The capsules are part of the vision of Wana’s owners that includes creating a professional product that can be used by more than just the “hippie stoner.”
“Pretty much from the beginning, we realized that the biggest chunk of the market would be regular folks,” said co-founder John Whiteman. “We’ve stayed true to offering a product that is consistent and reliable and that you can trust.”
In the wild west of marijuana edibles, where dosages and potency can vary wildly among products, Wana takes extra steps to produce products that will perform as dependably as Tylenol or Excedrin. Every batch of tincture used in the edibles is tested on-site before being sent to the state labs for additional testing, and the CO2 extraction method used for WanaCaps is fully automated.
The capsules — available in three formulations with different ratios of the active cannabinoids THC and CBD — are selling well in all regions of Colorado, according to a mid-August report from Cannabics.

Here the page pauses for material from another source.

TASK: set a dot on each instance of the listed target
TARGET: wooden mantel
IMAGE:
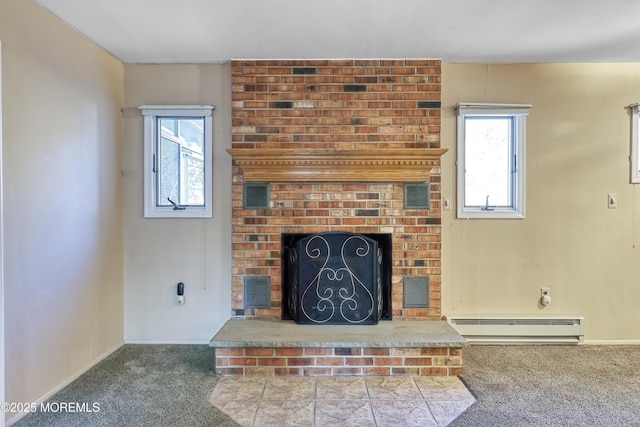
(319, 165)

Sean Best, co-owner of Wana, said the company hopes to begin distributing the pills for recreational use in the coming months, joining a recreational product lineup that includes fudge, caramels and their best-seller: sour gummies.
Best said they are anticipating a “huge” response and demand for the product, so a date for the rollout is a moving target as the business prepares itself for increased production.
In addition to the planned manufacturing facilities in Nevada and Oregon, Nancy Whiteman said they are looking at licensing deals for the capsules in several other states, including Florida, Georgia, New York, Illinois, Washington, California and Arizona.
“We are seeing infused product companies being one of the more likely candidates for expanding into additional states,” said Taylor West, deputy director at the National Cannabis Industry Association, of which Wana is a member.
“There’s no legal way to move cannabis product from one state to another — everything has to be grown, produced and sold in the state where it is,” West said. “But with infused products, you can set up a manufacturing facility or license your product in another state and build your brand nationally.”
West said that Colorado cannabis companies are in a better position to expand than those in other states because the early adoption of legal medical and recreational markets has given them more time to mature as companies.
“You’re seeing companies here that have weathered first couple of years of starting a new business,” she said “They had the opportunity to build a solid foundation on which they can now grow.”